Optimal Runge approximation for nonlocal wave equations and unique determination of polyhomogeneous nonlinearities

TL;DR

This paper establishes a Runge approximation property for nonlocal wave equations, enabling unique identification of nonlinearities, and extends inverse problem results in nonlocal PDEs.

Contribution

It introduces a Runge approximation in nonlocal wave equations and applies it to prove unique determination of polyhomogeneous nonlinearities.

Findings

Runge approximation holds in the nonlocal wave setting.
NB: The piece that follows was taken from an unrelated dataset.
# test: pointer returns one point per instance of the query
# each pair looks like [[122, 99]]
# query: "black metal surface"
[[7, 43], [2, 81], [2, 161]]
Unique determination of nonlinearities with polyhomogeneous structure.

Extension of Calderón problem results to nonlocal wave equations.

Abstract

The main purpose of this article is to establish the Runge-type approximation in $L^2(0,T;\widetilde{H}^s(\Omega))$ for solutions of linear nonlocal wave equations. To achieve this, we extend the theory of very weak solutions for classical wave equations to our nonlocal framework. This strengthened Runge approximation property allows us to extend the existing uniqueness results for Calder\'on problems of linear and nonlinear nonlocal wave equations in our earlier works. Furthermore, we prove unique determination results for the Calder\'on problem of nonlocal wave equations with polyhomogeneous nonlinearities.